Members of the group, known for its support of non-violence, launched Witness Against Torture, a campaign which culminated in a protest and prayer vigil in mid-December outside the prison camp at the US naval base in Cuba where an estimated 500 prisoners from more than 30 countries are held. The group plans to hold a protest in Washington DC on Ash Wednesday, 1 March. They also are writing letters to prisoners at the camp.
The trip was especially poignant for protester Frida Berrigan, the 31-year-old daughter of the late Philip Berrigan, whose non-violent, religious-based protests against the Vietnam War in the 1960s spurred a nationwide response and got him listed on the FBI's 10 Most Wanted List.
"In the war on terror, these prisoners are clearly victims - the most vilified and, in one sense, the most abused," Berrigan told Ecumenical News International. "We felt really called to respond."

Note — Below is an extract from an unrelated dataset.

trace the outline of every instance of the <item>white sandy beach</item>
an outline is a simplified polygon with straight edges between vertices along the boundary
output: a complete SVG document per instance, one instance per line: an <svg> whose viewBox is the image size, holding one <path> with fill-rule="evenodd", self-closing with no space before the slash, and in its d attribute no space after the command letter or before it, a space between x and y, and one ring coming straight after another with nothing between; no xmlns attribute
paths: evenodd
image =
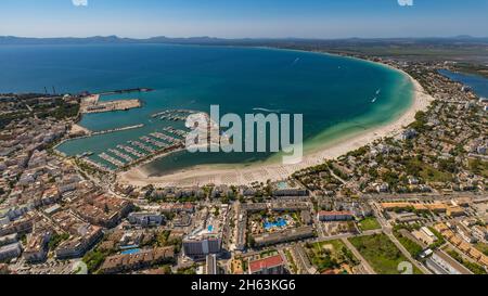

The trip included a 107 kilometre (60 miles) walk from the city of Santiago de Cuba to the US military facility. Prisoners within the facility learned of the protest from Arabic language newspapers and visiting attorneys.
"We wanted the prisoners to know that there were ordinary people in the US who wanted to respond person-to-person and to say, 'We don't see you as the enemy. We are suffering because of the treatment you are receiving'."
As the controversial detention of "enemy combatants" enters its fifth year, US President George W. Bush shows no sign of closing the site. On 13 January he rejected a suggestion by Germany's visiting chancellor, Angela Merkel, that the prison camp be shut down.
Witness Against Torture joins Amnesty International, the US National Council of Churches, the American Jewish Committee, the Islamic Circle of North America and Human Rights Watch in opposing the US policy. Established 100 years ago in the south-east of Cuba, Guantanamo Bay is the oldest overseas base of the United States, which exercises complete jurisdiction and control over the military base under a perpetual lease signed by Cuba and the US in 1903.